After posting a handful of excerpts over the past year, we're excited to announce the official launch this week of the e-book: TOGETHER - Every Woman's Guide to Preventing Breast Cancer.

Written by CNiC's Graham Colditz, MD, DrPH and Hank Dart, MS, along with noted Washington University School of Medicine researcher Katherine Weilbaecher, MD, TOGETHER takes a generational approach to breast health and cancer prevention, with practical tips and useful messages that apply as early as childhood and remain important throughout life.

 In TOGETHER, you'll discover that:
  • Over half of all breast cancers can be prevented. 
  • You can lower your risk with many healthy behaviors you already know about – and some you don’t. 
  • Simple tips can help your daughters and granddaughters improve their breast health and lower their adult breast cancer risk. 
  • Women at high risk of breast cancer can take important steps to lower their risk and protect their health. 
  • It’s important for all of us to work together to improve the health of our families and our communities. 
  • A few key rules can help you make sense of confusing health news. 
  • Simple recommendations can help you lead a healthy life as a cancer survivor.
TOGETHER can be dowloaded for free in three e-book formats (epub, mobi, and pdf) and will soon be available through Apple iBooks.

Tuesday, June 2, 2015

Do You Stand for 2 - 4 Hours During the Work Day?
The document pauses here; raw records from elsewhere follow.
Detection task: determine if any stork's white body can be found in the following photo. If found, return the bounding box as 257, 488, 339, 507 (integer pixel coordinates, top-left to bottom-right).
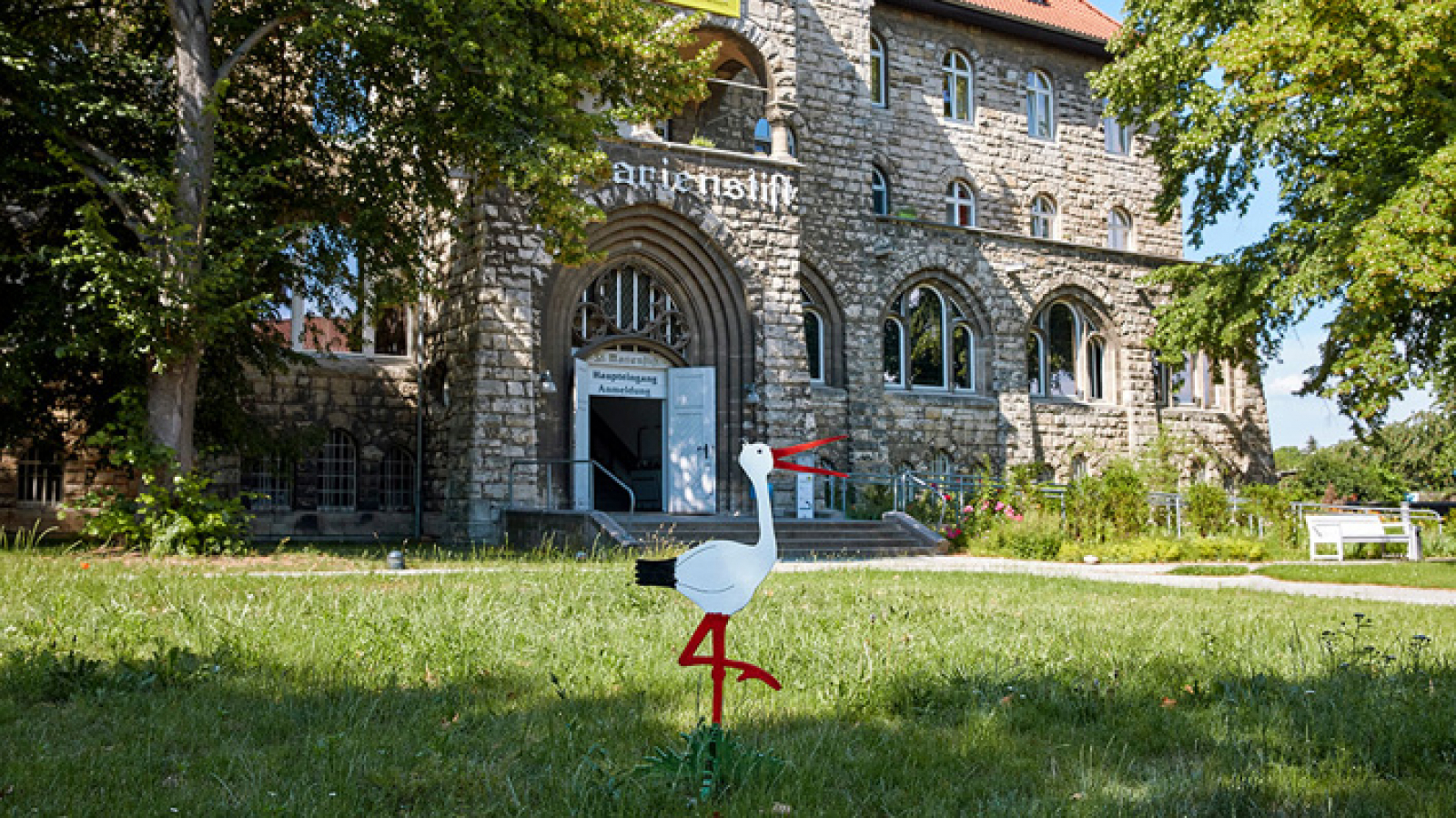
661, 442, 779, 614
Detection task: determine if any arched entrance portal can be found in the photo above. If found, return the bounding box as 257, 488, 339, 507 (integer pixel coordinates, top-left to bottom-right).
543, 206, 754, 514
572, 349, 718, 514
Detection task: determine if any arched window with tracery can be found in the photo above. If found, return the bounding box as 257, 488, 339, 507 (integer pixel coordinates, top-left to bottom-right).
945, 179, 976, 227
1026, 300, 1109, 400
869, 32, 890, 107
1026, 71, 1057, 140
1031, 195, 1057, 238
318, 429, 359, 510
571, 262, 690, 354
941, 51, 974, 122
799, 288, 825, 383
884, 284, 981, 391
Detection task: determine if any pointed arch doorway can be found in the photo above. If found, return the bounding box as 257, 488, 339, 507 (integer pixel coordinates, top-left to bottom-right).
541, 206, 755, 514
572, 349, 718, 514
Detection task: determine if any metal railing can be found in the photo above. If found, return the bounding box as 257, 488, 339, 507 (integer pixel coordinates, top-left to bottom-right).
505, 459, 636, 514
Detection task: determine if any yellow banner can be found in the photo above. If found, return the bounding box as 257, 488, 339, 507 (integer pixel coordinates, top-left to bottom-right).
668, 0, 741, 17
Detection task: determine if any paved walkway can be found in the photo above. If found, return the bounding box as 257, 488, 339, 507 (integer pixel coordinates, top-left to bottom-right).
774, 554, 1456, 605
249, 554, 1456, 605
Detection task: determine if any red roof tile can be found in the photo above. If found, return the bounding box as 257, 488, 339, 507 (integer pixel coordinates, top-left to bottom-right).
951, 0, 1123, 42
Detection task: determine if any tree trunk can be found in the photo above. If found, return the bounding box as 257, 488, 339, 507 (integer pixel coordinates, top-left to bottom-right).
147, 352, 202, 478
147, 0, 217, 473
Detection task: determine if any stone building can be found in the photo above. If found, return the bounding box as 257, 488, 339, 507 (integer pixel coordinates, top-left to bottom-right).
0, 0, 1272, 540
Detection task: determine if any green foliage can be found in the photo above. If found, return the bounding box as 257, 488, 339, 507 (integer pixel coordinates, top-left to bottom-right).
82, 471, 249, 556
977, 510, 1067, 559
846, 485, 895, 520
633, 723, 784, 805
1284, 441, 1405, 505
1067, 459, 1148, 543
1184, 480, 1228, 537
1094, 0, 1456, 427
1242, 483, 1301, 546
0, 520, 56, 551
1057, 536, 1269, 561
0, 0, 712, 469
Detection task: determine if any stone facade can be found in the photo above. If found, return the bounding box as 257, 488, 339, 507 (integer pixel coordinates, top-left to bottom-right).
0, 0, 1272, 541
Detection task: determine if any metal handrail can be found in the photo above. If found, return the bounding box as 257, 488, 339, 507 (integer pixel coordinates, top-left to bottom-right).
505, 459, 636, 515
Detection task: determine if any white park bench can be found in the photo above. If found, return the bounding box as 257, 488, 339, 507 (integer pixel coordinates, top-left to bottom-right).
1305, 514, 1417, 560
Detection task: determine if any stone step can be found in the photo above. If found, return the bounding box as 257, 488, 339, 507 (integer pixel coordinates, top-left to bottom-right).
617, 515, 935, 560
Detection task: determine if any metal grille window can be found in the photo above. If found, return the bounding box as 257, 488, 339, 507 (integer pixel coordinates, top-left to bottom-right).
1107, 207, 1133, 250
884, 286, 978, 391
318, 429, 359, 510
379, 445, 415, 510
869, 34, 890, 107
945, 179, 976, 227
572, 264, 690, 352
1031, 197, 1057, 238
941, 51, 973, 122
869, 167, 890, 216
243, 457, 293, 510
1026, 71, 1057, 140
16, 444, 66, 505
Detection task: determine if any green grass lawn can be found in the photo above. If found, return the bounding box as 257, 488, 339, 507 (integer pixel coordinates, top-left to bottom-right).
1258, 561, 1456, 588
8, 551, 1456, 818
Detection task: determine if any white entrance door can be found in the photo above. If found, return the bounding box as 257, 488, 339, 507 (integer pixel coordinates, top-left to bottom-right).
571, 359, 592, 510
662, 367, 718, 514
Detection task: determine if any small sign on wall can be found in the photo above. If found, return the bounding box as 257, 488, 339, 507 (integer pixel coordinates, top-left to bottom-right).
794, 474, 814, 520
585, 366, 667, 399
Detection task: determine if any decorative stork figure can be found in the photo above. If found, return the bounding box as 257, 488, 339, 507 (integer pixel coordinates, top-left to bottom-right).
636, 435, 844, 725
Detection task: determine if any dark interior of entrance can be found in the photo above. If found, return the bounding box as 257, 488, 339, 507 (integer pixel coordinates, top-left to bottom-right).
592, 398, 662, 510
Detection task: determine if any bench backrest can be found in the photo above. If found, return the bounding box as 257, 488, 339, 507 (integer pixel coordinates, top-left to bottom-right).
1305, 514, 1400, 540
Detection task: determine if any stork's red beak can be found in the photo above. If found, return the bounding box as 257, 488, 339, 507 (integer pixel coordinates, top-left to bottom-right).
769, 435, 849, 478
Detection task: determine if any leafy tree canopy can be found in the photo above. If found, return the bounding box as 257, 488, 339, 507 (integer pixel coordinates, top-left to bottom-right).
0, 0, 711, 469
1094, 0, 1456, 429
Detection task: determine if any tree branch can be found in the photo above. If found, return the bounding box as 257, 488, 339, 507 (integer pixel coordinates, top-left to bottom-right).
214, 12, 303, 87
76, 163, 146, 237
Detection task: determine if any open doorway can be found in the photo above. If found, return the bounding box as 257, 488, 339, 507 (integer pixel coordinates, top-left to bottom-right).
592, 396, 664, 510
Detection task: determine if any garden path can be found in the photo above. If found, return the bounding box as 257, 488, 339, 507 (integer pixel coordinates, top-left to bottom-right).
774, 554, 1456, 605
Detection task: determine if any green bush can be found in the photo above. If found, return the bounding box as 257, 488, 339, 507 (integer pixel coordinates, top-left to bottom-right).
1067, 459, 1148, 543
981, 510, 1067, 559
82, 471, 249, 556
846, 485, 895, 520
1184, 481, 1228, 537
1243, 483, 1300, 547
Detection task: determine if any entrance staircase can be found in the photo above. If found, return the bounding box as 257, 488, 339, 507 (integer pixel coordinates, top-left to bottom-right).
614, 514, 944, 561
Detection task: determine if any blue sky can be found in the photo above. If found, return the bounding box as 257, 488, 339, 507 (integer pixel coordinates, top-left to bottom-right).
1090, 0, 1431, 447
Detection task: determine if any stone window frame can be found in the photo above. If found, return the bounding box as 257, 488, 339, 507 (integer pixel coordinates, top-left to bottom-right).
869, 31, 890, 107
1153, 352, 1233, 412
1107, 206, 1136, 250
941, 48, 976, 124
571, 253, 693, 359
869, 165, 894, 216
799, 287, 825, 384
1025, 68, 1057, 141
379, 444, 415, 510
799, 262, 844, 389
881, 277, 990, 396
1026, 294, 1116, 403
1031, 194, 1060, 240
1102, 102, 1133, 156
15, 441, 66, 508
318, 427, 359, 510
238, 454, 294, 510
945, 179, 980, 227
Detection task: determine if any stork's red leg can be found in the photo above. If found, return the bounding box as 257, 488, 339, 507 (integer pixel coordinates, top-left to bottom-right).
677, 614, 784, 725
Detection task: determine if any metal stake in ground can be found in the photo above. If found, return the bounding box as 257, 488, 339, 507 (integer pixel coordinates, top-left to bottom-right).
636, 435, 846, 724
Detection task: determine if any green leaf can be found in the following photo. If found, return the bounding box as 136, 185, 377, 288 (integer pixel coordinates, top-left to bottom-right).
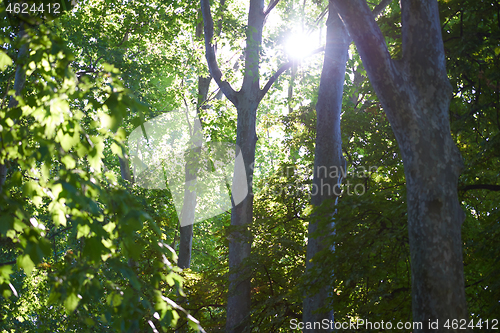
0, 50, 12, 72
17, 254, 35, 275
64, 293, 80, 314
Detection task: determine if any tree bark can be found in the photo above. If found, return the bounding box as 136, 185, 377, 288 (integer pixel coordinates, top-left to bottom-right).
177, 76, 212, 268
201, 0, 290, 333
0, 23, 29, 192
333, 0, 468, 332
302, 5, 351, 333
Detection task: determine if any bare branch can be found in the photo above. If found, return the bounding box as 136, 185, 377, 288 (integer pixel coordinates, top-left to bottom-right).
330, 0, 402, 109
264, 0, 280, 16
201, 0, 238, 105
372, 0, 394, 17
260, 47, 325, 98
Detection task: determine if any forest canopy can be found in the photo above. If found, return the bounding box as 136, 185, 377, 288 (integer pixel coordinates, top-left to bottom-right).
0, 0, 500, 333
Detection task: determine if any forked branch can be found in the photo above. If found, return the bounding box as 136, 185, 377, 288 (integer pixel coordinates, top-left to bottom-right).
201, 0, 238, 105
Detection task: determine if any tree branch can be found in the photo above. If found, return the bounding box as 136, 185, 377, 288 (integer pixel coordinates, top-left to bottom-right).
372, 0, 394, 17
260, 47, 325, 97
201, 0, 238, 106
264, 0, 280, 16
330, 0, 402, 110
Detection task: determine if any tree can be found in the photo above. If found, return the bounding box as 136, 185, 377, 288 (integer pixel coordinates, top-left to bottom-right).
0, 5, 205, 332
333, 0, 468, 331
302, 5, 350, 326
201, 0, 289, 326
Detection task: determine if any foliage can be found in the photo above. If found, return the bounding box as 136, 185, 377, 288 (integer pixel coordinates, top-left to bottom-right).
0, 8, 203, 332
0, 0, 500, 332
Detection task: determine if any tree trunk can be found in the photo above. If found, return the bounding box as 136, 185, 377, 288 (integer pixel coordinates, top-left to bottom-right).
177, 76, 212, 268
334, 0, 468, 332
0, 23, 29, 192
302, 6, 350, 333
201, 0, 291, 326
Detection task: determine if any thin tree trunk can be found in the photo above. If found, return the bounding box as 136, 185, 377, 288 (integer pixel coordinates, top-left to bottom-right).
177, 76, 212, 268
0, 23, 29, 192
303, 6, 350, 333
201, 0, 291, 333
333, 0, 468, 332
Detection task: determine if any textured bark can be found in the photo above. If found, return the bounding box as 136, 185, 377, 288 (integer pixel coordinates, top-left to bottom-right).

New Recommendations Suggest You Should

It's said that sitting is the new smoking.  And while this is an exaggeration of sorts, there is certainly something to it.  Sedentary lifestyles have been linked to heart disease, diabetes, certain cancers, and premature death.  And like smoking, sitting too much has health risks even for those who are a healthy weight and who exercise regularly.

But the good news is that it takes very little effort to counteract the effects of being too sedentary.  Standing -- surprise, surprise -- works well.  A saunter will work, too.  The key is to simply take regular breaks from sitting throughout the day.  It can take some time to make these standing breaks a habit, but once you get into the groove, you realize that many of the things you do sitting, you can also do standing, with some minor adjustments.

For many people, the lion's share of sitting takes place at work.  This makes the workplace a perfect target for battling our too-sedentary lifestyles, which happens to also be the conclusion of a new statement out of the U.K. by Public Health England and the Active Working Community Interest Company.   For those who work primarily at desk-based jobs, the report recommends two hours of accumulated standing or light activity throughout the day, working up to a total of four hours each day.  Much of this can be done taking short walking breaks or working standing up, using "sit-stand" workstations, which have been shown in early studies to significantly increase work-day standing time.  These workstations offer options for working while standing or working while sitting, and they are becoming increasingly common choices in workplaces and home offices.

In a prepared statement, specific recommendations from the report include:
  • 2 hours daily of standing and light activity (light walking) during working hours, eventually progressing to a total of 4 hours for all office workers whose jobs are predominantly desk based 
  • Regularly breaking up seated based work with standing based work, with the use of adjustable sit-stand desks/work stations 
  • Avoidance of prolonged static standing, which may be as harmful as prolonged sitting 
  • Altering posture/light walking to alleviate possible musculoskeletal pain and fatigue as part of the adaptive process 
  • As well as encouraging staff to embrace other healthy behaviours, such as cutting down on drinking and smoking, eating a nutritious diet, and alleviating stress, employers should also warn their staff about the potential dangers of too much time spent sitting down either at work or at home
Of course, the last thing many of us want to hear is one more health recommendation about physical activity, especially when most of us don't exercise enough as is.  But, really, the recommendations to avoid extended sitting can be really easy to put into practice.  You don't get sweaty.  You don't need special shoes or clothes.  And you don't need to go anywhere to do it.

All you really need to do is take a stand from time to time.